The study, which was conducted by Thomas J. Bouchard Jr. and his colleagues at the University of Minnesota, aimed to examine the relative contributions of genetic and environmental factors in shaping individuals’ development and outcomes. The researchers studied identical twins who were separated at a young age and raised in different environments, allowing them to assess the impact of genetics versus upbringing on various aspects of their lives.
The MISTRA found that identical twins who were reared apart showed remarkable similarities in numerous traits. For example, they exhibited comparable IQ scores, personality traits, and interests, despite growing up in different households with distinct cultural and environmental influences.

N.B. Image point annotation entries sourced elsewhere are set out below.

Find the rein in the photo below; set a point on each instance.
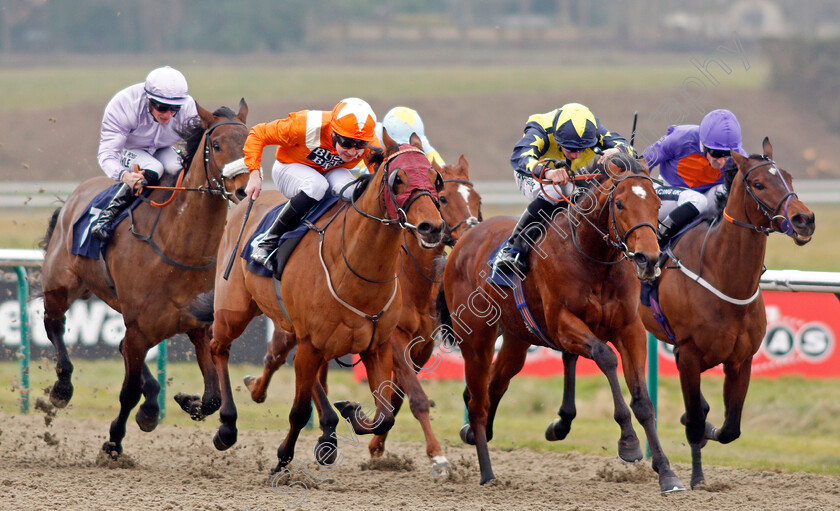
(620, 244)
(772, 214)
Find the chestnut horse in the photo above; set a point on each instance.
(460, 206)
(581, 296)
(340, 291)
(721, 320)
(150, 283)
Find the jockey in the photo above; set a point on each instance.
(315, 152)
(690, 159)
(400, 123)
(568, 133)
(139, 127)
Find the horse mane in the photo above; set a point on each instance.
(194, 130)
(50, 229)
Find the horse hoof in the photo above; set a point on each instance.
(467, 435)
(250, 383)
(346, 408)
(60, 394)
(440, 467)
(630, 453)
(326, 451)
(557, 430)
(112, 449)
(223, 444)
(146, 421)
(670, 484)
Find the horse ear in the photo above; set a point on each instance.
(416, 142)
(767, 147)
(243, 110)
(206, 116)
(465, 165)
(739, 160)
(388, 142)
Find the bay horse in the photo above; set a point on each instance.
(722, 320)
(150, 283)
(411, 341)
(581, 296)
(340, 291)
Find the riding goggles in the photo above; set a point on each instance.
(350, 143)
(719, 153)
(163, 107)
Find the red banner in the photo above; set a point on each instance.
(800, 339)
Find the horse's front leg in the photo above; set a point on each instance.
(55, 306)
(133, 349)
(148, 415)
(736, 382)
(507, 364)
(631, 343)
(278, 350)
(378, 364)
(326, 450)
(307, 362)
(695, 415)
(200, 407)
(559, 428)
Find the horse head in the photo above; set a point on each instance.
(626, 191)
(774, 206)
(409, 187)
(460, 204)
(222, 160)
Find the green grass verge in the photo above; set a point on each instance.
(788, 423)
(28, 88)
(26, 226)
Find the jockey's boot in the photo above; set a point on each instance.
(514, 255)
(103, 230)
(288, 218)
(675, 221)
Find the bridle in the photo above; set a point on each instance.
(785, 224)
(614, 237)
(401, 220)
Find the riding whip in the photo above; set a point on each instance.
(238, 238)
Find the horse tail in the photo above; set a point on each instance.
(201, 308)
(44, 243)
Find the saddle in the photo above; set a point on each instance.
(288, 241)
(89, 246)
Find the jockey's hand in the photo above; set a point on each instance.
(135, 180)
(252, 189)
(557, 176)
(606, 154)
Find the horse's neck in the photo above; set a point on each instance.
(589, 232)
(734, 254)
(193, 222)
(419, 268)
(369, 246)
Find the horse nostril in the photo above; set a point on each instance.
(425, 228)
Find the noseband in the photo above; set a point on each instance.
(771, 213)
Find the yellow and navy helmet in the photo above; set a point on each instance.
(576, 127)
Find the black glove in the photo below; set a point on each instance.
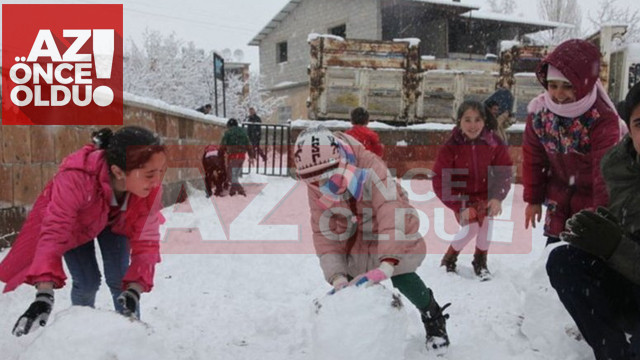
(129, 300)
(596, 233)
(37, 312)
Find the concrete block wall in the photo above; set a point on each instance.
(360, 16)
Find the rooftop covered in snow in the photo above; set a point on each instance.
(456, 6)
(525, 24)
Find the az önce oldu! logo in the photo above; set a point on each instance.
(62, 64)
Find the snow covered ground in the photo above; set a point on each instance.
(254, 302)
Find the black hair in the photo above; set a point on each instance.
(359, 116)
(630, 103)
(129, 148)
(480, 108)
(232, 123)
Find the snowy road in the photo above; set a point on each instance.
(260, 306)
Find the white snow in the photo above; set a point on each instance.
(413, 42)
(359, 323)
(313, 36)
(155, 104)
(241, 299)
(508, 44)
(488, 15)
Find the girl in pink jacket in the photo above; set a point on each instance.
(570, 126)
(109, 191)
(364, 229)
(472, 177)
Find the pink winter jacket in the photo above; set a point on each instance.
(471, 172)
(383, 217)
(71, 211)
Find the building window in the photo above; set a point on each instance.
(281, 52)
(284, 114)
(340, 30)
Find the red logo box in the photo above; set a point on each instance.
(62, 64)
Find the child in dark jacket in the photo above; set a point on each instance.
(360, 131)
(214, 169)
(477, 157)
(598, 278)
(235, 143)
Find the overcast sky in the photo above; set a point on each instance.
(231, 24)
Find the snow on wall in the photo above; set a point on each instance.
(161, 106)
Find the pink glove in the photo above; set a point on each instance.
(339, 283)
(383, 272)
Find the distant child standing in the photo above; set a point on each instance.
(499, 106)
(235, 144)
(360, 131)
(478, 160)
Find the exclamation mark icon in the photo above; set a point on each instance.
(103, 58)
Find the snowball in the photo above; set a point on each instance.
(111, 335)
(360, 323)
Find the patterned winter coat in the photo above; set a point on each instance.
(368, 138)
(468, 173)
(71, 211)
(235, 143)
(561, 165)
(379, 217)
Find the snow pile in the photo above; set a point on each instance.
(360, 323)
(71, 335)
(541, 308)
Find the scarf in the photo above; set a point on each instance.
(346, 181)
(579, 107)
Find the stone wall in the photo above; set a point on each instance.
(411, 148)
(30, 155)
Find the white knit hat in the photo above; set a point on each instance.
(317, 155)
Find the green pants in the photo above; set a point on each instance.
(411, 286)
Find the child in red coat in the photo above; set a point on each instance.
(360, 131)
(473, 176)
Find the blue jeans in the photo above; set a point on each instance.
(85, 273)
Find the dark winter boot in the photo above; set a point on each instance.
(449, 259)
(237, 189)
(435, 324)
(480, 265)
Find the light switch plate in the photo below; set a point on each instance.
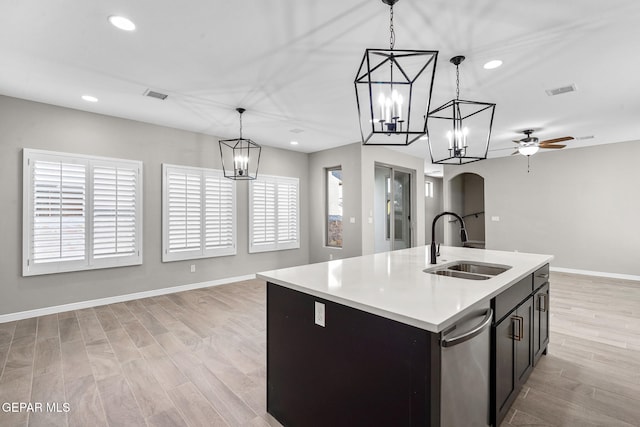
(319, 314)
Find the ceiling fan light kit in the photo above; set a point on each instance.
(459, 131)
(240, 157)
(393, 92)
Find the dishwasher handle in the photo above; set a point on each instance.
(466, 336)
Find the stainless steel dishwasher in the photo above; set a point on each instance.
(465, 386)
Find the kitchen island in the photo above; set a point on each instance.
(358, 341)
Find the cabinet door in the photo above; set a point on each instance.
(540, 322)
(506, 385)
(523, 341)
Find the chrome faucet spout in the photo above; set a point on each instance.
(463, 233)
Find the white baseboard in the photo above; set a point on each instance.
(595, 273)
(119, 298)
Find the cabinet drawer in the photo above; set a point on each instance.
(540, 277)
(509, 299)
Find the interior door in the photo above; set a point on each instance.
(401, 209)
(392, 213)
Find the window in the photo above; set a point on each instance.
(80, 212)
(334, 206)
(274, 214)
(198, 213)
(428, 189)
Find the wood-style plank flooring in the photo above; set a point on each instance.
(197, 358)
(591, 374)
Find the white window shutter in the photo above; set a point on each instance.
(199, 213)
(287, 213)
(219, 214)
(274, 214)
(80, 212)
(114, 211)
(184, 211)
(59, 197)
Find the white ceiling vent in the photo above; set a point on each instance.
(154, 94)
(561, 90)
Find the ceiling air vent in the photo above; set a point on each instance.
(154, 94)
(561, 90)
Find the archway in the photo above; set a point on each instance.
(466, 198)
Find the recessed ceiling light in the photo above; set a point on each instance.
(121, 22)
(492, 64)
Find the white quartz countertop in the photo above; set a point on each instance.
(393, 284)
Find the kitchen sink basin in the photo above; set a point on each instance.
(459, 274)
(479, 268)
(471, 270)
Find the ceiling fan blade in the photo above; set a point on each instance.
(553, 141)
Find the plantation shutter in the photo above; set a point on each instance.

The results of the MISTRA indicated that genetic factors played a significant role in shaping individual differences, suggesting a strong hereditary component for traits such as intelligence and personality. While environmental factors still contribute to an individual’s development, the study highlighted the substantial influence of genetics on various aspects of human behavior and characteristics.
It is important to note that the MISTRA focused on identical twins, who share 100% of their genetic makeup. The findings may not necessarily apply to fraternal twins or non-twin siblings who have a different genetic relatedness.